In 1954, Ann Fleming noted that 'Ian was to write of Commandant Cousteau who was exploring the wreck of a Greek trading vessel off the coast. Cousteau's ship was in harbour listing to one side with its weight of amphorae and other terracotta objects strewn on the deck'. She adds that diving to the depth required was difficult for Fleming and that he suffered headaches from the pressure for days afterwards.
The wreck that Fleming explored was in fact two Roman ships, one superimposed on the other. They lay at a depth of 32-45m off the north-east point of Grand Congloué, a small island south of Marseilles. Cousteau directed the underwater excavation, financed by the Campagne Océanographiques françaises and supported by the Director of Antiquities of Marseilles, between 1952 and 1957. His floating base for the excavation was his research ship, the Calypso.
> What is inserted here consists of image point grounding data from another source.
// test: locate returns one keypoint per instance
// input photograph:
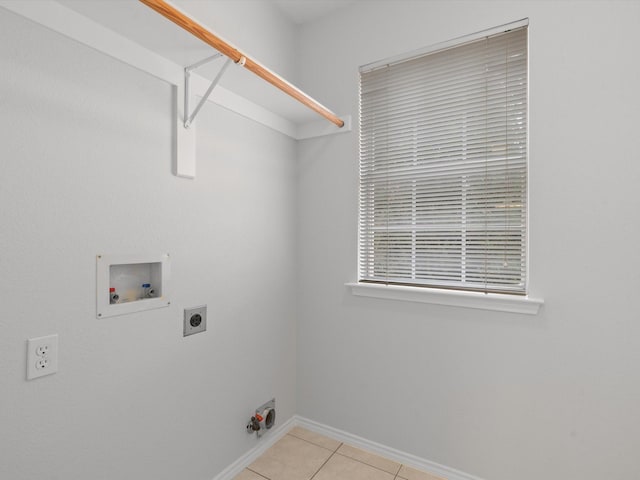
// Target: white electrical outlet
(42, 356)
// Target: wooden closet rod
(176, 16)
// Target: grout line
(259, 474)
(309, 441)
(321, 466)
(372, 466)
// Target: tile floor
(305, 455)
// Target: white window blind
(443, 167)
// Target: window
(443, 166)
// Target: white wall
(85, 168)
(501, 396)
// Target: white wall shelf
(72, 24)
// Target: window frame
(519, 302)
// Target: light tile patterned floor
(305, 455)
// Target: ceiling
(137, 22)
(304, 11)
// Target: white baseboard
(382, 450)
(401, 457)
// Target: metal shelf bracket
(190, 117)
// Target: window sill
(483, 301)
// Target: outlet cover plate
(42, 356)
(195, 320)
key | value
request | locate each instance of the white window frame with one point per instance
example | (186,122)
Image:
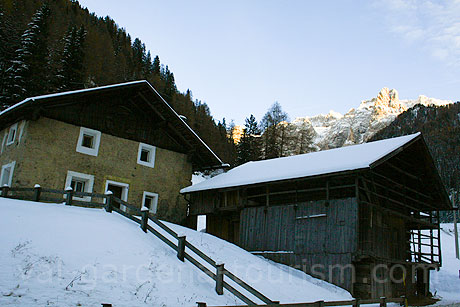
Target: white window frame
(154,203)
(15,129)
(97,140)
(151,149)
(5,166)
(124,191)
(89,179)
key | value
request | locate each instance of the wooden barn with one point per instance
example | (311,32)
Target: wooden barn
(364,217)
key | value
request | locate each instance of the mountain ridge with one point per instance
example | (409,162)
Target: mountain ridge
(359,124)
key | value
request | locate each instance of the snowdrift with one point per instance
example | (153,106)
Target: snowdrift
(68,256)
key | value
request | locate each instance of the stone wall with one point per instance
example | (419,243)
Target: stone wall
(44,150)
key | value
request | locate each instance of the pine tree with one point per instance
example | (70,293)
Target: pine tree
(248,149)
(169,88)
(138,59)
(8,44)
(274,131)
(29,74)
(71,73)
(156,66)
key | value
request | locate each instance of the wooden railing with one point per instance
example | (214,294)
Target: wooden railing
(355,303)
(142,217)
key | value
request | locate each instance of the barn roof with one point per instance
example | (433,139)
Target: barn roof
(143,88)
(349,158)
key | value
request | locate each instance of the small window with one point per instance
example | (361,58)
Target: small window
(146,155)
(12,134)
(80,182)
(7,174)
(78,185)
(88,141)
(150,200)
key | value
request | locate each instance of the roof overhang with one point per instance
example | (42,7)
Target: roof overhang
(151,97)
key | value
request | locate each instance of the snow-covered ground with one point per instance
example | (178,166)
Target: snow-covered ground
(446,282)
(55,255)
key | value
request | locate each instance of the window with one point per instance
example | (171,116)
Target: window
(12,134)
(80,182)
(7,174)
(88,141)
(150,200)
(146,155)
(78,185)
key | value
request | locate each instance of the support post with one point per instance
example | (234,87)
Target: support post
(145,218)
(455,226)
(108,201)
(181,248)
(37,192)
(69,196)
(5,190)
(220,278)
(357,302)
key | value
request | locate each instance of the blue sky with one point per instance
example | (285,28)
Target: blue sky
(310,56)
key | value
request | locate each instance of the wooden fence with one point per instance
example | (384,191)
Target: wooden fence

Both wrecks were trading vessels or merchantmen. The lower vessel sunk in the late 2nd century BC. It was carrying at least 450 amphorae, among them Greco-Italic and Rhodian amphorae that both contained wine. Some of the amphorae were stamped with the name of a merchant, Ti. Q. Iuventus. The ship's cargo also included some 7000 pieces of Campanian pottery, fine tableware from the Pompeii region of Italy. The upper vessel foundered on the rocks about a century later. It was dated to the 1st century BC and carried a cargo of about 1200 Italian wine amphorae (the so-called Dressel 1A type) from Campania. Stamps on the vessels show that these were being traded by members of the prominent Sestius family.
When Fleming dived down to the wrecks, he had already written Live and Let Die, and so the details of Blackbeard's treasure and James Bond's underwater activities could not have been inspired by Cousteau's excavation. However, in Moonraker (1955), as Bond gazes out into the English Channel from the Kentish coast, Fleming tells us that Julius Caesar landed there 2000 years ago, a remark that possibly reflects Fleming's recently-boosted interest in the past. And in Thunderball (1961), descriptions of Bond's scuba-diving and underwater pursuit of Largo, complete with technical details about his equipment, has an authenticity that derives from Fleming's own experiences, which doubtless included diving with Cousteau.
References
Amory, M (ed.), 1985 The letters of Ann Fleming, Collins Harvill
Benoit, F, 1961 L'épave du Grand Congloué a Marseille, XIVe Supplément à Gallia
Lycett, A, 1996 Ian Fleming, Phoenix
Rauh, N K, 2003 Merchants, sailors and pirates in the Roman world, Tempus
One correction: Fleming explored the wreck in 1953, not 1954. Ann Fleming gives 1954 as the date in a note on her European travels, but this must be incorrect.